Monsieur le ministre, mes chers collègues, nous devons mettre fin à l'indignité de nos prisons.
Au 1er octobre 2010, sur les quelque 67 000 personnes placées sous écrous – pour employer un langage technique –, un peu plus de 61 000 étaient détenues dans un établissement pénitentiaire. Le nombre de places opérationnelles étant de 56 400, cela signifie qu'il y avait près de 5 000 détenus de plus que de places dites opérationnelles.
Mes chers collègues, cette situation implique des conditions de vie et d'hygiène inacceptables qui obèrent les chances d'une réinsertion réussie.
Pire encore : 226 détenus dorment encore sur un matelas installé à même le sol tous les soirs, et ce dans une cellule de sept à dix mètres carrés hébergeant jusqu'à trois personnes. Trois dans moins de dix mètres carrés !
Cette promiscuité affolante engendre de graves conséquences : des violences entre détenus ; une agressivité vis-à-vis du personnel pénitentiaire dont il faut saluer ici le travail dans ces conditions particulièrement difficiles ; de nombreux suicides aussi, hélas, et une dégradation de la santé psychologique de nombreux détenus.
C'est pourquoi, le groupe socialiste appuie la solution novatrice présentée par notre collègue Dominique Raimbourg.
Le mécanisme proposé permettrait de lutter contre la surpopulation carcérale. Il s'inscrit en droite ligne dans la réflexion sur la situation dégradée et dégradante des prisons françaises, qui a été menée depuis les années 2000 par nos deux assemblées et qui a animé l'esprit des débats sur la loi pénitentiaire de l'an dernier.
Il est bien évident que l'effort doit porter d'abord sur les maisons d'arrêt, où la surpopulation est la plus criante et où sont mélangés les prévenus et les condamnés à de courtes peines. À la Roche-sur-Yon, en Vendée, par exemple, le taux d'occupation est de 250 %. Quant à l'outre-mer, la situation y est dramatique. En fait, l'administration pénitentiaire pratique déjà un mécanisme de ce type pour éviter la surcharge des établissements pour peine ou des maisons centrales.

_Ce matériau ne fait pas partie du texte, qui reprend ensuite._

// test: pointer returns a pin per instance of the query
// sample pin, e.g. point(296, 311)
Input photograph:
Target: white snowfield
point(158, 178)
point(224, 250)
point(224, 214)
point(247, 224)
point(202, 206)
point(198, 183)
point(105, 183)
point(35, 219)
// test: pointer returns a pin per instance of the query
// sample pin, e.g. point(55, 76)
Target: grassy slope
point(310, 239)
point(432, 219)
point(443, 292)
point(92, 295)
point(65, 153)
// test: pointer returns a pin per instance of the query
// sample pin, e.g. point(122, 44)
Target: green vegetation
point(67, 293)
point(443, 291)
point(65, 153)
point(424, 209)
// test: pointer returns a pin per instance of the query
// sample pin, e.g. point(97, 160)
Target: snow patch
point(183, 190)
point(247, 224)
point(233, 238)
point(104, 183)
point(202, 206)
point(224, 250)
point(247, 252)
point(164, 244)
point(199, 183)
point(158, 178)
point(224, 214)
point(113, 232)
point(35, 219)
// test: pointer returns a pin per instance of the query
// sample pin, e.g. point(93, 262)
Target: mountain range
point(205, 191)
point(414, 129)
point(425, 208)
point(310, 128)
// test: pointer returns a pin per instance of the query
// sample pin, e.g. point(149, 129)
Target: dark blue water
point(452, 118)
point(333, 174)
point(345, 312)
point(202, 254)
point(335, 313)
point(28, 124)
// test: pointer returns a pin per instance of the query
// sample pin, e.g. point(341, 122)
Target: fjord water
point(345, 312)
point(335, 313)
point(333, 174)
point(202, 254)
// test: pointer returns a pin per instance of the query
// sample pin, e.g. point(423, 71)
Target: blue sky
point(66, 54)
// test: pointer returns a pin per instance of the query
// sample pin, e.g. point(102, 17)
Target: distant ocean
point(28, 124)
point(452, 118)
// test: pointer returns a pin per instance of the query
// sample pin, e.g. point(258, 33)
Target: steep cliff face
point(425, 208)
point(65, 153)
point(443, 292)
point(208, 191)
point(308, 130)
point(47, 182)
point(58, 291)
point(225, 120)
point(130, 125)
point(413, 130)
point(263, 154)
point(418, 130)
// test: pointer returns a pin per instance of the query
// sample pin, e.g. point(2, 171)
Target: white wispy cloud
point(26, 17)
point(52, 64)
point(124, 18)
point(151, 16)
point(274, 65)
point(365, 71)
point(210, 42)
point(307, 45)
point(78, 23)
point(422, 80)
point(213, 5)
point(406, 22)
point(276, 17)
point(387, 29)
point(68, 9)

Notre collègue Raimbourg préconise une libération conditionnelle de droit aux deux tiers de la peine, tout en gardant, bien sûr, une possibilité de contestation par le Parquet ou par le condamné lui-même. Je précise que « libération conditionnelle » veut dire « sous contrôle », en particulier du juge de l'application des peines et du service pénitentiaire d'insertion et de probation – SPIP – c'est-à-dire des travailleurs sociaux qui animent la prison à côté de l'administration pénitentiaire.
Par ailleurs, et c'est ce qui est tout à fait novateur, seraient libérés, en cas de surnombre, uniquement les détenus les plus proches de la fin de leur peine, c'est-à-dire ceux à qui il ne reste que quelques jours ou quelques semaines à faire en prison, pour permettre à un autre condamné d'effectuer la sienne. En effet, comme vous le savez, mes chers collègues, y compris de la majorité qui feignez de l'ignorer, aujourd'hui 33 000 personnes condamnées n'effectuent pas leur peine, faute de place. Programmer toujours plus de prisons n'est pas la bonne réponse. Mais obliger un certain nombre de victimes à continuer de rencontrer leur agresseur qui, bien que condamné, ne peut pas effectuer sa peine par défaut de l'administration pénitentiaire, est particulièrement douloureux et inadmissible. Je pense en particulier aux femmes victimes de violences conjugales.
Le groupe socialiste, républicain et citoyen votera avec conviction le mécanisme novateur et ambitieux proposé, qui permet de passer d'une culture de l'enfermement à une culture de contrôle. (Applaudissements sur les bancs du groupe SRC.)